Но вместо этого перед глазами Захара предстало чёрное пепелище с торчащими, как могильные памятники печными трубами. Подойдя поближе, он увидел на месте родимого дома обгорелые брёвна и вырытую землянку; на пороге её сидела трёхлетняя девчушка, как раз в том возрасте, в котором он оставил Зою, грозный страж их двора – цепной пёс Цезарь ластился у её ног. Всё это было так знакомо ему по далёким воспоминаниям из сорок первого, что Захар аж вздрогнул. Но девочка была разительно не похожа на его дочь: Зоя была пухленькая смуглянка с тёмными виноградинами глаз и чёрными волосами, а эта была белокурая и светлоглазая.
- Девочка, а где дочка хозяйки, тёти Лели, где Зоя? – окликнул незнакомую девчушку Захар.
- Я дочка тёти Лели, - откликнулась она. – А мою старшую сестричку Зою немцы убили.
Вещмешок вывалился из рук ошарашенного горем отца, затуманенным взором смотрел он на выскочившую к нему с непокрытой головой жену.
- Где Зоя! – охрипшим от душевной боли голосом закричал он. – Как же ты не уберегла нашу дочь, нашу кровиночку?!
- Сыночек, - кинулась к нему постаревшая за время военного лихолетья мать. – Видишь, сожгли супостаты нашу деревню, за партизан мстили. И деток малых не пожалели, сгинула в огне наша Зоенька, сама Леля чудом осталась жива.
-6-
- А это кто?! – Захар с подозрением смотрел на стоящую у его ног малышку с розовощёким, как у той фарфоровой немецкой куклы личиком…

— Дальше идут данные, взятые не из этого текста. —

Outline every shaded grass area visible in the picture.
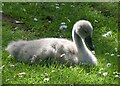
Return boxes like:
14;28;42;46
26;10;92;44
2;3;119;84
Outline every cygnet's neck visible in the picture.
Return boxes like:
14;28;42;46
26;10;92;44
72;27;97;64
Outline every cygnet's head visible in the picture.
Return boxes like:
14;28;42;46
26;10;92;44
74;20;94;51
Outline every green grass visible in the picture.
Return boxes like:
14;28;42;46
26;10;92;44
2;3;119;84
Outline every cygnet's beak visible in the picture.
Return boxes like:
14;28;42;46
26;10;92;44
85;36;94;51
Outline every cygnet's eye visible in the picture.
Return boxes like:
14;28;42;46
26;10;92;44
84;30;87;33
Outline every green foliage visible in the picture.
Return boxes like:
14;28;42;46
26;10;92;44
2;2;119;84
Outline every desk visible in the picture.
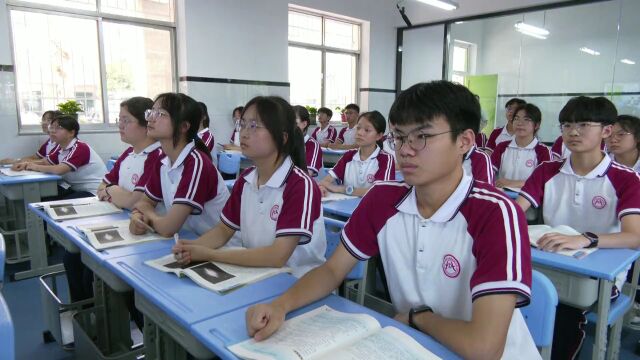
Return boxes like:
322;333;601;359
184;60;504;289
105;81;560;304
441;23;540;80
191;295;459;359
0;174;62;280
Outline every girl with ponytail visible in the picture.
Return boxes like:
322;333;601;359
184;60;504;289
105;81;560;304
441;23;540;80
173;96;326;277
129;93;229;236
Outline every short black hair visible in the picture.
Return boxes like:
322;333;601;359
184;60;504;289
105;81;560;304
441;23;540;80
389;80;481;140
318;107;333;119
558;96;618;125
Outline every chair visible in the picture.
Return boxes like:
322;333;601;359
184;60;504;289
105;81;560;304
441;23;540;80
324;218;367;305
0;294;16;360
520;270;558;359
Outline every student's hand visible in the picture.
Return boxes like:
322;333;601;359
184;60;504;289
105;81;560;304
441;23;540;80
245;304;286;341
538;233;591;252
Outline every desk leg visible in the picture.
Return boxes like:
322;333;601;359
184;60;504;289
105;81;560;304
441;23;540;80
14;183;64;280
591;279;613;360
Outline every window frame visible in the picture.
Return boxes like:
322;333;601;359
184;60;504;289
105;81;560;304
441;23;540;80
7;0;179;135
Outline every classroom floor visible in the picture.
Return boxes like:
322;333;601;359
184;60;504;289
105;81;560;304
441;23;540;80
2;248;640;360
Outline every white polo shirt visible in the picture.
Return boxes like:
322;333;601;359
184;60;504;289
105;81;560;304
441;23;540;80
220;157;327;277
329;146;396;188
102;142;162;191
145;141;229;235
491;138;552;180
342;175;540;359
47;138;107;195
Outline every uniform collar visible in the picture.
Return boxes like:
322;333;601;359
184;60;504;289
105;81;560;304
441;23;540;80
560;153;611;179
396;173;473;223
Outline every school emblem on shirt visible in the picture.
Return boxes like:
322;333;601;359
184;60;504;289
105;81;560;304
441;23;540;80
591;195;607;209
269;205;280;221
442;254;460;279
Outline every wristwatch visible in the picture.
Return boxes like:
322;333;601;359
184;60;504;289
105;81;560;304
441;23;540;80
409;305;433;330
582;231;600;249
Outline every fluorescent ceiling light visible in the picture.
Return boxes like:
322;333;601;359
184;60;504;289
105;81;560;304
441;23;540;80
418;0;458;11
580;46;600;56
514;21;549;40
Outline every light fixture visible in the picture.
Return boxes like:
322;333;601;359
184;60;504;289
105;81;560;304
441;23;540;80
513;21;550;40
418;0;458;11
580;46;600;56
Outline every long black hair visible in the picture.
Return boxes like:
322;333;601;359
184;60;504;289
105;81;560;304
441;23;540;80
242;96;307;172
154;93;211;159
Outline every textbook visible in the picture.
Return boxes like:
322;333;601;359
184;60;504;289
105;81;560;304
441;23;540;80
529;225;598;259
34;197;122;221
75;220;170;250
145;254;291;294
228;305;440;360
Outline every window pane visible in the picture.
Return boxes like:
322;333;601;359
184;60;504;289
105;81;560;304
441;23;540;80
289;46;322;107
11;10;103;125
103;22;174;123
100;0;175;22
324;52;356;109
324;19;360;50
289;11;322;45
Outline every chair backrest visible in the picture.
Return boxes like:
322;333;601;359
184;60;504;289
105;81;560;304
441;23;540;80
0;294;16;360
218;153;242;174
520;270;558;348
324;218;365;280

- Это Люся, моя дочь, - тихо промолвила опустившая глаза Леля.
- Ах, Люся! И кто же её отец? Впрочем, можно догадаться! – от злости лицо мужа стало багровым. – Пока я на фронте бил этих гадов, она тут с ними амуры крутила, шалава!
- Захарушка, не говори так. Ведь ты ничего не знаешь, - попыталась вступиться за невестку свекровь. – Эсэсовцы жили у неё на квартире в городском доме, однажды перепились и изнасиловали её. Что же могла сделать слабая женщина с четырьмя здоровенными мужиками ?! Захарушка, она ведь партизанской разведчицей была…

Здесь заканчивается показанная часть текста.